We have already mentioned in Chapter 3, Deep Learning Fundamentals, the paper published in 2012 by Alex Krizhevsky, Ilya Sutskever, and Geoffrey Hinton titled: ImageNet Classification with Deep Convolutional Neural Networks. Though the genesis of convolutional may be traced back to the '80s, that was one of the first papers that highlighted the deep importance of convolutional networks in image processing and recognition, and currently almost no deep neural network used for image recognition can work without some convolutional layer.

An important problem that we have seen when working with classical feed-forward networks is that they may overfit, especially when working with medium to large images. This is often due to the fact that neural networks have a very large number of parameters, in fact in classical neural nets all neurons in a layer are connected to each and every neuron in the next. When the number of parameters is large, over-fitting is more likely. Let's look at the following images: we can fit the data by drawing a line that goes exactly through all the points, or better, a line that will not match exactly the data but is more likely to predict future examples.

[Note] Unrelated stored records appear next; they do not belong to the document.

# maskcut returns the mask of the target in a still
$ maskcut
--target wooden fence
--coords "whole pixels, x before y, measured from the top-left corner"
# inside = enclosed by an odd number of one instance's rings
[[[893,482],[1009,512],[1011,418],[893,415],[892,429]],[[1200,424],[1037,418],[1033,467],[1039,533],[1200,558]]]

The points in the figure represent input data points. While they clearly follow the shape of a parabola, because of noise in the data, they may not be precisely plotted onto a parabola

In the first example of the two pictures represented, we overfit the data. In the second we have matched our prediction to the data in such a way that our prediction is more likely to better predict future data. In the first case, we just need three parameters to describe the curve: y = ax² + bx + c, while in the second case we would need many more than just three parameters to write the equation for that curve. This gives an intuitive explanation of why, sometimes, having too many parameters may not be a good thing and it may lead to over-fitting. A classical feed-forward network for an image as small as those in the cifar10 examples (cifar10 is an established computer-vision dataset consisting of 60000 32 x 32 images divided in to 10 classes, and we will see a couple of examples from this dataset in this chapter) has inputs of size 3 x 32 x 32, which is already about four times as large as a simple mnist digit image. Larger images, say 3 x 64 x 64, would have about as many as 16 times the number of input neurons multiplying the number of connection weights:

In the left figure we draw a line that matches the data exactly. In the second figure we draw a line that approximates the shape of the line connecting the data points, but that does not match exactly the data points. The second curve, though less precise on the current input, is more likely to predict future data points than the curve in the first figure.

Convolutional networks reduce the number of parameters needed, since they require neurons to only connect locally to neurons corresponding to neighboring pixels, and therefore help avoid overfitting. In addition, reducing the number of parameters also helps computationally. In the next section, will introduce some convolutional layer examples to help the intuition and then we will move to formally define them.